There he goes again!
The Reston Chamber of Commerce President's article in last week's paper would have been timely (completely wrong, but timely) in 2015 during consideration of the First Phase of the Comprehensive Plan, which dealt with the areas around the Metro. Nothing in his most recent op-ed, however, deals with the issues before us now, which involve the Phase Two proposals affecting the established residential areas of Reston.
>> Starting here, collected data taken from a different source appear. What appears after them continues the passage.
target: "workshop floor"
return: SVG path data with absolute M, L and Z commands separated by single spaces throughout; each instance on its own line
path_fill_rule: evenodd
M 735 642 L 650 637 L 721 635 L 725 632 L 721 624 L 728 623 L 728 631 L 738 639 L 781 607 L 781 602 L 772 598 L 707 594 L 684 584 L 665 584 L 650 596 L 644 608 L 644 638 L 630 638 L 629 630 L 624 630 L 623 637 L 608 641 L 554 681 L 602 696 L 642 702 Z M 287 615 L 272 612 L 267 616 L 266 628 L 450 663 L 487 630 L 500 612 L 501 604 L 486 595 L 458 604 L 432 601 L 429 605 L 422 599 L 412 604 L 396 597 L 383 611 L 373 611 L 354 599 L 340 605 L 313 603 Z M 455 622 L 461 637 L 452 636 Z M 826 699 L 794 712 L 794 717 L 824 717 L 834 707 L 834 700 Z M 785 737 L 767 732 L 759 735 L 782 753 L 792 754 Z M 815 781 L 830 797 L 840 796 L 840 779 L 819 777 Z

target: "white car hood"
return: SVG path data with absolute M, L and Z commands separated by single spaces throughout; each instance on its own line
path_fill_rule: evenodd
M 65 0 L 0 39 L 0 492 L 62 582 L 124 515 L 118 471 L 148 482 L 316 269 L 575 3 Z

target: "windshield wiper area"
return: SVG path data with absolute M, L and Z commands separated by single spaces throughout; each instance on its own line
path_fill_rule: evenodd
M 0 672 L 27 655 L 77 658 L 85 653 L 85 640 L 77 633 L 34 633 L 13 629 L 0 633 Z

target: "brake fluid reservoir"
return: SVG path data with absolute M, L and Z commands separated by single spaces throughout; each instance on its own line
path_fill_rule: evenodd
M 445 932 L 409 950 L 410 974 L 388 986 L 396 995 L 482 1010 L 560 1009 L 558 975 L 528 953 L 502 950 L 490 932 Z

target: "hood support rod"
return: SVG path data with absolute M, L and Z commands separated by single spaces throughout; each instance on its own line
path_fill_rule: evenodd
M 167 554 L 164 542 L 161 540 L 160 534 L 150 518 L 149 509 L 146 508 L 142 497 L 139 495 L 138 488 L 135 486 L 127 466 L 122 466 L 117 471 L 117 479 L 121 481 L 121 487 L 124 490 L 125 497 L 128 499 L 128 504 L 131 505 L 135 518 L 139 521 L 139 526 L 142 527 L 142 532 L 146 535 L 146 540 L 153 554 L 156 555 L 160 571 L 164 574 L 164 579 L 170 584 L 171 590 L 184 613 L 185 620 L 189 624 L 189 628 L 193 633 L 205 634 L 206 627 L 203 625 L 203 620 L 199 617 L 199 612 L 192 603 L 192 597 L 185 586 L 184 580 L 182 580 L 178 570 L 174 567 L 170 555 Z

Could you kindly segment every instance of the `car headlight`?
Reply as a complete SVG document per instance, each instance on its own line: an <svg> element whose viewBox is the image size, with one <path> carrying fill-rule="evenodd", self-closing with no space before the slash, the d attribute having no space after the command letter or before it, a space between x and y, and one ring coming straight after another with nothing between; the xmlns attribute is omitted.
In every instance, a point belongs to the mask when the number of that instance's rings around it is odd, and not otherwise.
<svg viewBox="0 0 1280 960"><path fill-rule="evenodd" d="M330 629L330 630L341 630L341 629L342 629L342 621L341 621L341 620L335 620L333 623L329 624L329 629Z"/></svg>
But let's skip over that and address what I think he was trying to say - that adding tens of thousands of additional residents without providing needed roads, schools or parks is somehow good for "balanced growth". Mr. Ingrao works in Reston so he must know this community was conceived, designed and initially built on the concept of balance. That's why we had a mix of office, retail, apartments, townhomes and single family houses all connected by tree-lined roads and pedestrian and bike pathways. As the office buildings in the Metro corridor that provided close by employment have been bulldozed and replaced by high rise - and high price - apartment buildings, this balance has been upset - to the detriment of everyone. And now Mr. Ingrao would have us extend this folly to every corner of our community, no matter how far from what passes as "mass transit."
Members of the Coalition for a Planned Reston (CPR) believe in preserving a healthy balance, which means additional development must be supported by infrastructure and established neighborhoods shouldn't be sacrificed to rampant and unneeded development. Further, Reston has always been an open, welcoming community to people from all walks of life and income levels and Mr. Ingrao's proposals would move us away from this.
One presumes the Chamber of Commerce includes businessmen and women who know something about the consequences of actions. What happens when you try to put eight people in a five passenger car? When you build half a bridge? When you have one teacher for 60 students? Now think about what would happen if the Chamber's "balance" comes to pass.